A arte de escrever
Entre o que pode ser colhido de bom em tempos de quarentena, a leitura tem lugar especial. Escolhi trechos de livros que me fazem valorizar a reclusão em que estou há mais de 15 dias.
Primeiro trecho
A bela Veneza: encantos e segredos (Foto: Getty Images/Reprodução)
Paul Morand fala de Veneza em seu livro “Venises”, proporcionando conhecer os segredos e fascínios da Serenissima Repubblica di Venezia, como é chamada em italiano. Mescla o relato de sua vida com as visitas a Veneza. E mais: “São dois, Veneza e o autor. Sessenta anos ou mais de uma união sem nuvens. Veneza sempre foi fiel e ele para Veneza. Venises não é um retrato de uma cidade; é o retrato de um homem, em mil venises: um homem que não é apenas um autor.”
O mérito dessas páginas”, diz Morand, “é viver, o encontro delas é uma coleção particular, se não meu museu secreto; cada uma apresenta um dia, um minuto, um entusiasmo, um fracasso, uma hora decisiva, ou uma hora perdida. Pode ser revivida, colhida por outros, por mim, nunca mais."
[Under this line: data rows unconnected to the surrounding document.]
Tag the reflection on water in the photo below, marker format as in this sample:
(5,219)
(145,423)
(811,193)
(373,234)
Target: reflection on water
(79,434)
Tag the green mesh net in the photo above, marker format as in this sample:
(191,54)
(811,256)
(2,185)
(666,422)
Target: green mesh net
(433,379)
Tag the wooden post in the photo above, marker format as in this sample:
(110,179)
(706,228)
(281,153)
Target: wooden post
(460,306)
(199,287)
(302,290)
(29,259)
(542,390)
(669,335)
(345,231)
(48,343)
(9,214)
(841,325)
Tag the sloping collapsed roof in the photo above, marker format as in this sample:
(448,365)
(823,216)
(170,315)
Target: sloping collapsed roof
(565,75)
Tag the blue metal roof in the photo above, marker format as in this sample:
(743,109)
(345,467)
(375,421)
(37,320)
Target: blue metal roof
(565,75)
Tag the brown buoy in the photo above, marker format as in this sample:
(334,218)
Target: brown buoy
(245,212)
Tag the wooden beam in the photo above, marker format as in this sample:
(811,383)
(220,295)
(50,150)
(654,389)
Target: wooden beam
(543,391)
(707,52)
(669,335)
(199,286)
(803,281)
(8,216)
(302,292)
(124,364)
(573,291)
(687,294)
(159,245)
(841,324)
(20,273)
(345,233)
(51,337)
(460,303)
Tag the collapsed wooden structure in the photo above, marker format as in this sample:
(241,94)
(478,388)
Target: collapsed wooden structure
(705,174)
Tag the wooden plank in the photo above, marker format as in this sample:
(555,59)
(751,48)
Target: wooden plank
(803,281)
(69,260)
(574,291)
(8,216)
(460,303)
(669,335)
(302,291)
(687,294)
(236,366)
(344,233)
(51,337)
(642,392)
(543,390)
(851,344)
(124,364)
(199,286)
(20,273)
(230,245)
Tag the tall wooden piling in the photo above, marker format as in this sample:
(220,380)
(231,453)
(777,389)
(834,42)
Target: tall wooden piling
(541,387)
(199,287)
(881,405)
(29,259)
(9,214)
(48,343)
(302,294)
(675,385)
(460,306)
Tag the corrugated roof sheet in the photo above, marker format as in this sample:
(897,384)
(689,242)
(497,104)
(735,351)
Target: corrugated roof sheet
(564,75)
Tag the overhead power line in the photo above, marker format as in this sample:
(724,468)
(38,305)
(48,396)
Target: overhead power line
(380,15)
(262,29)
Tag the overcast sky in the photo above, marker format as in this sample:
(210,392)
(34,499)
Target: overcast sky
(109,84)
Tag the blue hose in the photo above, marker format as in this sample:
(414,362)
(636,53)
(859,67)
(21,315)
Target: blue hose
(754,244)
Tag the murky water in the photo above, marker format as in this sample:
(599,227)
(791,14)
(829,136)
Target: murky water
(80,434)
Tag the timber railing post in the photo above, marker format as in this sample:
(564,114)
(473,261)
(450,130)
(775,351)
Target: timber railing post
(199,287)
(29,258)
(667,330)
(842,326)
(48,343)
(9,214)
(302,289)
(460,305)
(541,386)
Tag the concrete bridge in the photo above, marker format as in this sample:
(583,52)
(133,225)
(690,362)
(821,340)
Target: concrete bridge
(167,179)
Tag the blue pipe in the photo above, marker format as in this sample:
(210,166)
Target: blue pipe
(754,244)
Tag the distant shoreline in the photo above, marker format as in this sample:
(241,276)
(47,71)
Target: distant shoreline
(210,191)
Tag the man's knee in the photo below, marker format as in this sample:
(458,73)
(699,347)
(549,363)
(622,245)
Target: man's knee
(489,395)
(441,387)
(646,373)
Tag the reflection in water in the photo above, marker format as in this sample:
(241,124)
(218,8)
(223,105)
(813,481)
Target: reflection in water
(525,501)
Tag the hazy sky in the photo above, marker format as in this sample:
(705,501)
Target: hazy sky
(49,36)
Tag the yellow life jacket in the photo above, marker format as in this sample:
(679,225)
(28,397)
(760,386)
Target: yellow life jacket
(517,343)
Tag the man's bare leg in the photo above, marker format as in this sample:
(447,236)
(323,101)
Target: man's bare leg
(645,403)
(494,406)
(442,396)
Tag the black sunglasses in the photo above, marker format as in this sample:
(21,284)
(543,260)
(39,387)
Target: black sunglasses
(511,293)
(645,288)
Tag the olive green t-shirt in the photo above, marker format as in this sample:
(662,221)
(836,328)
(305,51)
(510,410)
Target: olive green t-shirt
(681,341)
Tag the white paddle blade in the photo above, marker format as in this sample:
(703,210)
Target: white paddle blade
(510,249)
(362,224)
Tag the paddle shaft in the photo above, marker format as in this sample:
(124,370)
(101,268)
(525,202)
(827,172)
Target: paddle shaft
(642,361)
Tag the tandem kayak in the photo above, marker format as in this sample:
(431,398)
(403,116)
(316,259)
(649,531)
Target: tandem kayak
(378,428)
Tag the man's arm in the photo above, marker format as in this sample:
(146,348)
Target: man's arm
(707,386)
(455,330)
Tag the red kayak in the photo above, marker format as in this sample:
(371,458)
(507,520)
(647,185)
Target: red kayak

O Gran Caffè Quadri: cenário de uma reflexão narcisista (Foto: Reprodução)
Evidenciando a áurea de beleza e requinte de Veneza, escreveu: “Onde, melhor que em Veneza pode Narciso se contemplar? Wagner no Caffè Quadri, escutando sua própria música....”.
Segundo trecho
Victoria Ocampo: intelectual de talento (Foto: Reprodução)
Desvendando a correspondência de Victoria Ocampo, da elite de Buenos Aires na primeira parte do século 20 e também intelectual e editora da revista Sur, com o escritor Albert Camus, encontrei relatos inteligentes e reveladores. Ela, feminista e adepta da democracia, chegou a ser detida pela oposição à ditadura de Peron. Ele, sobretudo terno e emotivo, além de igualmente paladino da democracia, fazem primorosas observações sobre os problemas da Argentina na época.
Assinalei o seguinte trecho de uma carta de Victoria, no livro “Correspondencia (1946-1959)”: “No soy nada quando no amo. Hoy em dia, la gente no es nadie quando no odia. La época lo quiere así. Estoy fuera de época.” Serve perfeitamente para o Brasil dos nossos dias. Vale a pena refletir.